Cape Town - The GOOD Party has approached the public protector to investigate the legality of the City’s use of prepaid electricity purchases as a debt collecting mechanism against customers in arrears with their payments.
It wants the office to investigate whether, in the absence of a judgment and a warrant of execution, the practice complied with the National Electricity Act and its tariff principles.
Lobby group Stop CoCT previously raised concerns about the issue, describing the practice as “inhumane and anti-poor”.
GOOD Party general secretary Brett Herron said the City deducted between 30% and 90% off pre-paid electricity purchases without allowing consumers to dispute that they were in arrears.
He said there was no provision in the Electricity Regulation Act for the purchase of electricity to be used for debt-collecting purposes.
After submitting a PAIA (Promotion of Access to Information Act) application to the City and requesting access to its tariff application to Nersa for the 2021/22 financial year and Nersa’s approved tariffs, Herron said the City refused, citing “commercial” information that would “disadvantage” it.
Stop CoCT founder Sandra Dickson said the prepaid meter idea was originally brought forward and promoted to the public as a means to control electricity purchases and to avoid huge electricity bills.

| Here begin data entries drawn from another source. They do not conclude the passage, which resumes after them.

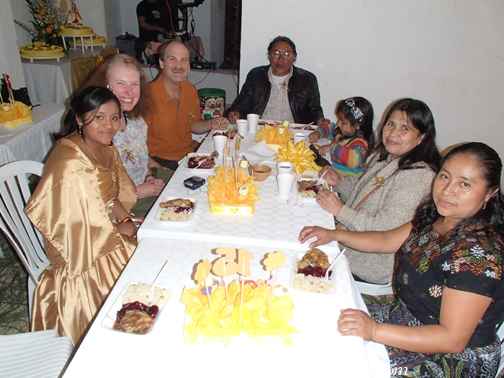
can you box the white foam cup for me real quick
[277,173,295,198]
[247,114,260,134]
[294,133,306,145]
[213,135,228,157]
[236,119,248,136]
[277,162,294,174]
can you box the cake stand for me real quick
[60,33,96,55]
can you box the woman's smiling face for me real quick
[382,110,424,159]
[106,64,141,112]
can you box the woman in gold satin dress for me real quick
[25,86,138,345]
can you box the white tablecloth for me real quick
[21,49,100,104]
[137,129,340,252]
[62,237,390,378]
[0,102,65,166]
[22,57,74,104]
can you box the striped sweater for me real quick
[317,123,368,178]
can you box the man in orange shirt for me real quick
[145,41,227,170]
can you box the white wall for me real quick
[240,0,504,159]
[0,0,25,87]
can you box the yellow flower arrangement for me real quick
[15,0,65,47]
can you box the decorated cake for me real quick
[181,249,298,345]
[207,166,259,214]
[0,102,33,128]
[19,43,65,60]
[0,74,33,128]
[59,25,94,36]
[74,35,107,46]
[255,121,293,149]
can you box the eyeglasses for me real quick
[270,51,294,59]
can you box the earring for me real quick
[483,201,487,210]
[78,124,82,135]
[106,85,112,90]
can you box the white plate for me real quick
[296,176,327,205]
[289,252,336,294]
[101,281,172,335]
[185,153,217,172]
[155,197,197,222]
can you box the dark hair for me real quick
[336,97,375,149]
[375,98,441,172]
[84,54,153,119]
[267,36,297,56]
[413,142,504,237]
[56,86,121,140]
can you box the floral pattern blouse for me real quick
[112,116,149,187]
[394,224,504,348]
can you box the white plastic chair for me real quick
[0,160,48,318]
[497,322,504,375]
[0,330,73,378]
[355,281,394,296]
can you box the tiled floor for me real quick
[0,235,30,334]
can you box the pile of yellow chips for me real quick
[182,279,298,344]
[276,141,321,175]
[254,124,293,147]
[207,166,260,207]
[0,102,32,125]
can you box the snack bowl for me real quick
[102,281,172,335]
[248,164,272,182]
[289,252,336,295]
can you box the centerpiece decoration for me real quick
[276,141,321,175]
[254,121,293,151]
[16,0,65,47]
[207,137,260,214]
[0,74,33,128]
[182,248,298,345]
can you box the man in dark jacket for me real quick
[228,36,328,126]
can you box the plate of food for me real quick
[155,197,196,222]
[185,152,219,171]
[290,249,335,294]
[102,281,172,335]
[296,175,328,204]
[289,123,318,130]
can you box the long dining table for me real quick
[62,125,390,378]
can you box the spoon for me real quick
[146,260,169,303]
[323,249,346,282]
[301,122,315,130]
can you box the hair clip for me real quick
[345,98,364,121]
[106,85,112,90]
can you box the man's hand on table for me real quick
[210,117,229,131]
[227,111,240,124]
[317,117,330,126]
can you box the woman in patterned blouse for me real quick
[299,142,504,377]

Dickson said since the City had capitalised on prepaid meters, they were now being used as “glorified autoteller machines” in homes by which the City could collect money with no recourse for the home owner.
“A once-friendly policy has now become extremely hostile. This is an example of how the City is gearing towards the exploitation of homeowners who have no defence. Stop CoCT strongly condemns this one-sided practice from the City, specifically in the light that up to 90% can be taken from prepaid electricity purchases and that there is minimal recourse for homeowners,” she said.
Dickson said the application to the public protector was welcomed and came at a critical time when homeowners started another five years of the same “only the City benefits” rule.
City spokesperson Luthando Tyhalibongo said deducting amounts from prepaid purchases for municipal debt was a method to ensure the customer continued to have a supply.
“Legislation made provision that the electricity supply could be disconnected for non-payment, but the City did not make use of this provision,” he said.
Tyhalibongo said the practice was not illegal and customers were made aware of this debt management action via various warnings and notices.
He said clause (4) in section 11 of the City’s credit control and debt management policy allowed it to deduct debt via prepaid purchases.